You’re ready to start hiring for your next project but you need the perfect software engineer job description. Worse, you don’t have long: job-seekers only spend 49.7 seconds on your ad to see if it’s a good fit before moving on and only 76.7 seconds with ones that do seem like a good fit, research shows.
There are many engineers in the proverbial sea, after all, but if you want to reel in the very best, you need to put your best foot forward, have the right bait, and cast that line with a sure swing.
1. Be Specific About Your Needs
Vagary is the enemy of attracting great talent. The more specific you are, the more likely you’ll attract the right engineer for your project.
Here are a few questions you should have answers for in your software engineer job description so your dream hire doesn’t have to ask.
Is the job short-term or long-term?
What’s the scope and purpose of the project?
What is the job title?
What kind of platforms, tools, libraries, and languages do they need to be proficient in?
What are the general scope and deliverables for the project?

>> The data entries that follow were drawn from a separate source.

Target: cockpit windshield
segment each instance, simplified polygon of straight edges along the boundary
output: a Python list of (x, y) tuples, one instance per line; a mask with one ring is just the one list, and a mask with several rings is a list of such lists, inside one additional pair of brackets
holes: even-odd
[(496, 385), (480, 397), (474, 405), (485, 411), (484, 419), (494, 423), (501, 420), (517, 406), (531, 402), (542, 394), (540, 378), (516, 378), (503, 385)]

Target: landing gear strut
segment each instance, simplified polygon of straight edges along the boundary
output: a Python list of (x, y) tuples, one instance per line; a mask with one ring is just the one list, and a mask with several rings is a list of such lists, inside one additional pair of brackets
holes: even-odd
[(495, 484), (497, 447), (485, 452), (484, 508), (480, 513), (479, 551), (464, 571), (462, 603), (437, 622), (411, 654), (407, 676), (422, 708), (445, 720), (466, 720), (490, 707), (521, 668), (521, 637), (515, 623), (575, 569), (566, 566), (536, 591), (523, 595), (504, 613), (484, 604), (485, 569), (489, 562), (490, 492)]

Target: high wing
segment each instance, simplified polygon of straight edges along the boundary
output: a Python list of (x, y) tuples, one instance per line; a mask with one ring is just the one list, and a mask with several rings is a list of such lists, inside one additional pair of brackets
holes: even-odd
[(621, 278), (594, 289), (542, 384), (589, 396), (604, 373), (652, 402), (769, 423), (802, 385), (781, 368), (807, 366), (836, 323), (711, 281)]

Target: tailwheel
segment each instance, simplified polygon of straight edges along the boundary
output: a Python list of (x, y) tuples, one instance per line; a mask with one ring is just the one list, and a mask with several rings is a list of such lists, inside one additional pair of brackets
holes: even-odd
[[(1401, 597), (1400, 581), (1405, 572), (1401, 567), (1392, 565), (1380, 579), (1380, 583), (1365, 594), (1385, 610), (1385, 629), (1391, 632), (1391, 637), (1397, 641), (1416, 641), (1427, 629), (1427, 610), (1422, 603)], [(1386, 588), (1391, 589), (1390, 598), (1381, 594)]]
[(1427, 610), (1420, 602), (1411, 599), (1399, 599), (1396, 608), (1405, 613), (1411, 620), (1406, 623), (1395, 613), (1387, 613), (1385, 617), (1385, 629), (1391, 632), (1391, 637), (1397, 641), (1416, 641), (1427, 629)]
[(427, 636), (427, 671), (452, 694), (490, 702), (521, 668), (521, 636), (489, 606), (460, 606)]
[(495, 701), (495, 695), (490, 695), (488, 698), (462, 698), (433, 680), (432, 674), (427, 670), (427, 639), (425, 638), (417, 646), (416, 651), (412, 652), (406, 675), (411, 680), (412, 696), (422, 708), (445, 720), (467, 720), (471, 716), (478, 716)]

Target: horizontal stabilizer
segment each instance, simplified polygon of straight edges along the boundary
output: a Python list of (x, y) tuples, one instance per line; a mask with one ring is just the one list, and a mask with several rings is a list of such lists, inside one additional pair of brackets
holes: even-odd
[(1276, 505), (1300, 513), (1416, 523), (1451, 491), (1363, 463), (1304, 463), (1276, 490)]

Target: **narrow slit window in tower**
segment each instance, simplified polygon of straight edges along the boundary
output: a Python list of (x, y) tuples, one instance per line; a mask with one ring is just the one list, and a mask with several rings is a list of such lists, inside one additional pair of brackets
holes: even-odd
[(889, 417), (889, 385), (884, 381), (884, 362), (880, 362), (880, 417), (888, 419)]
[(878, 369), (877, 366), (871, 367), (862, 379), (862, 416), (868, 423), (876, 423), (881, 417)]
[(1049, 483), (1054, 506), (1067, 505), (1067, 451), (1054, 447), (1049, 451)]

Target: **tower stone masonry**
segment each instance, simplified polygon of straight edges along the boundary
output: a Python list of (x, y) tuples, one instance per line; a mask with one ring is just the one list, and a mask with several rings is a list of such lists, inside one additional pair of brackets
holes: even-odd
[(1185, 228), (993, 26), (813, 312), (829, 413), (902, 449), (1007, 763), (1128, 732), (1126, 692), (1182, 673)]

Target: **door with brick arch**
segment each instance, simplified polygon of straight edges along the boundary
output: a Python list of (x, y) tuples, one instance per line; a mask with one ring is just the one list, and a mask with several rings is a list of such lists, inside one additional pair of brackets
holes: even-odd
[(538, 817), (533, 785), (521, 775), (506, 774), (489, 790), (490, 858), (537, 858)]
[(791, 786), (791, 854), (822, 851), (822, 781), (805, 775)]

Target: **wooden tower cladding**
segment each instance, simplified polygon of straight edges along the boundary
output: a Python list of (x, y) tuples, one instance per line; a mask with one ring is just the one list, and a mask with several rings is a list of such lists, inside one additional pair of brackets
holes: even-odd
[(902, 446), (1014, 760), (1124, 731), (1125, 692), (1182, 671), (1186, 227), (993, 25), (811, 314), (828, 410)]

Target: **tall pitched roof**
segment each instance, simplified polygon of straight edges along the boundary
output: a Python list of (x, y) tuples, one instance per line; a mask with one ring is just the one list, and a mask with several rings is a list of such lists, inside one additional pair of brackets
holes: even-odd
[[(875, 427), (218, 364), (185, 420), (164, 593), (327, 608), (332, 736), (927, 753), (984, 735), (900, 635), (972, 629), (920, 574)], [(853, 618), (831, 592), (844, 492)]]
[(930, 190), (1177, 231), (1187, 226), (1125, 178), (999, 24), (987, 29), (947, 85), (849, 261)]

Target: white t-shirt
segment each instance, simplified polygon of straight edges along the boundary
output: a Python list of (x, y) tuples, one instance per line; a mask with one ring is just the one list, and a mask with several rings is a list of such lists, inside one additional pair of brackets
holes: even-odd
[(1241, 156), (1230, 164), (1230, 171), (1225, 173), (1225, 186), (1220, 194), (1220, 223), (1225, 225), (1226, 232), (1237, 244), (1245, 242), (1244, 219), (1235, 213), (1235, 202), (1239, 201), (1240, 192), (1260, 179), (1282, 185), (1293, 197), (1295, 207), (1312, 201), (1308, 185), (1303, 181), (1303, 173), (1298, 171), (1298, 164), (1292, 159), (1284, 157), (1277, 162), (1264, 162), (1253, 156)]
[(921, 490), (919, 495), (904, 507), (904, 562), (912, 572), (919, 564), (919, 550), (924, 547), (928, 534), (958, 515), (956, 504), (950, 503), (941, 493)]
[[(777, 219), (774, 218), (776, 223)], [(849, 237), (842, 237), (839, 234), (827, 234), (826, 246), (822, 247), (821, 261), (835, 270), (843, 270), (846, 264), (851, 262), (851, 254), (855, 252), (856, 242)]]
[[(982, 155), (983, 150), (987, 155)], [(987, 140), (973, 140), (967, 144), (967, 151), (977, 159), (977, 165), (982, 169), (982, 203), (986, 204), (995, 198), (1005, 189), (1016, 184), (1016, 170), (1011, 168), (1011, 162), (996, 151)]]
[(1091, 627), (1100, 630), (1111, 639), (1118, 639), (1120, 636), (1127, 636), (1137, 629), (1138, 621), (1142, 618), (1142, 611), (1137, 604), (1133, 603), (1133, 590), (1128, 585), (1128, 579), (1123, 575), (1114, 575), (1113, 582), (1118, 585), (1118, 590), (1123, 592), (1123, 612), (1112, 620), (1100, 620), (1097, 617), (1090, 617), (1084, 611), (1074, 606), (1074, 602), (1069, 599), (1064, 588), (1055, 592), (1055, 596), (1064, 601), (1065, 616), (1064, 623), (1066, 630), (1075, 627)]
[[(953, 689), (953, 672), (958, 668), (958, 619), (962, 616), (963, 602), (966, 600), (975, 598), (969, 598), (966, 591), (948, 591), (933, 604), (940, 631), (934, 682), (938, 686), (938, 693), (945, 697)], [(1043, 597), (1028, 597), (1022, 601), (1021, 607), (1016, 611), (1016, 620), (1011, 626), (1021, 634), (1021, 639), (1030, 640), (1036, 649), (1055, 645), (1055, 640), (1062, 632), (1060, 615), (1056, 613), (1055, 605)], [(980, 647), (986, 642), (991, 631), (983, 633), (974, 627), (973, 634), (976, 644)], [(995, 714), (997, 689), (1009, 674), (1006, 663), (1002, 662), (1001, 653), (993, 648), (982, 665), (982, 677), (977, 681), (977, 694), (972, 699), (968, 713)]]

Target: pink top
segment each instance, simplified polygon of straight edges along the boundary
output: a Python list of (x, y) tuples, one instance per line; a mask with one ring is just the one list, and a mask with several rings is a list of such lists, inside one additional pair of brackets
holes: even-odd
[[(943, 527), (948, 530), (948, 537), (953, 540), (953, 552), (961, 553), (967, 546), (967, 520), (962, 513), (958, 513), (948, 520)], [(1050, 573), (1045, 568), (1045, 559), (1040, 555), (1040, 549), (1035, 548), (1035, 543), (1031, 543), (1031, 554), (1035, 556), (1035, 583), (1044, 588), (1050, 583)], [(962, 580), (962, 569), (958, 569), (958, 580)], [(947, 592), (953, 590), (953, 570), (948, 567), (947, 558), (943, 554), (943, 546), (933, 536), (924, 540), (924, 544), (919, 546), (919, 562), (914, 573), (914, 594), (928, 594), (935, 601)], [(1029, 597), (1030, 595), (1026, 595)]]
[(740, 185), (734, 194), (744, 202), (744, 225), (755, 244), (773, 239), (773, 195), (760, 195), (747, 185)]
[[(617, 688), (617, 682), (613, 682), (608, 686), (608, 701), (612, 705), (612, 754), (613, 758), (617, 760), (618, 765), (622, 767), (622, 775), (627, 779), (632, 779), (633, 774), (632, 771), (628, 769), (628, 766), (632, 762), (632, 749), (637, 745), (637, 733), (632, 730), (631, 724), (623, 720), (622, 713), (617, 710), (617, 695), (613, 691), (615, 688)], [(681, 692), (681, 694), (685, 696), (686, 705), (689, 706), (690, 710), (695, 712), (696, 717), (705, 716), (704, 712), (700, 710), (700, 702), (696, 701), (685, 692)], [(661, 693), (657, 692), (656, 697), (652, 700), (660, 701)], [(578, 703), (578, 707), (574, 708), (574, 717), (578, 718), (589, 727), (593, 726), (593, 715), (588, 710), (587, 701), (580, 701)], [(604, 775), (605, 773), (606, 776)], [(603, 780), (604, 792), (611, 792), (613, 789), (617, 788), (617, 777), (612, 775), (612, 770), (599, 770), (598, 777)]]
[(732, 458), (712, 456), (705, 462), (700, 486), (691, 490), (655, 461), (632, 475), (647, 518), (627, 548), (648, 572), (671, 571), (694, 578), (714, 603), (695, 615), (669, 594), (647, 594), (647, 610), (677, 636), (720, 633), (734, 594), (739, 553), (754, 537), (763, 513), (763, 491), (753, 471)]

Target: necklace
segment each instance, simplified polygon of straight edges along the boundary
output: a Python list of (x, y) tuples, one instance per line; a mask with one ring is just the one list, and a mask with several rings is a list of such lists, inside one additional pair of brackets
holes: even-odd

The more you give your new hire up-front, the better informed they’ll be and the more time it will save you in not having to dismiss under- or over-qualified candidates.
2. Articulate Your Company Vision
There’s a lot of competition for good hires–and for good reason. One way you distinguish yourself is by articulating your company vision clearly.
People like to know who they’re working for. What’s your mission? What do you value and stand for?
What kind of working environment can your dream engineer expect?
Not every office is going to have pool tables and beer taps, but being clear about what your company’s values and culture are like will help your hire know what he or she is getting into and make it more likely they’ll integrate well into the current company culture.
3. Find the Right Tone
Most software engineer job descriptions are boring.
There’s no beating around the bush there.
We’re not saying your job description has to be a four-color comic book, but at least try to show some levity. You can be specific, detailed, and professional, and still be relaxed and maybe even a little funny (here’s a nifty account of some of the more creative job postings out there).
Your tone is a reflection of the workplace attitudes your new employee can expect.
4. Make Your Software Engineer Job Description Aspirational, but Realistic
What we mean by this is that it’s okay to shoot ask the top qualifications for the particular hire you’re looking for, but don’t demand outsized experience and skills that the job doesn’t require. You’ll get overqualified candidates anyway.
You’ll get overqualified candidates anyway, but it reflects better on you as the company looking for a hire if you’re serious about what qualifications are necessary and which are merely desired.
5. Show Them the Money, Jerry
Too often employers play coy about compensation but in a competitive environment, this doesn’t do you any favors. Compensation is often a negotiation, but at least give your future engineer a starting point.
And don’t forget to also talk about other perks and benefits that might not fit a traditional compensation package. You’re selling your company, team, and project to your new hire as much as they’re pitching themselves to you.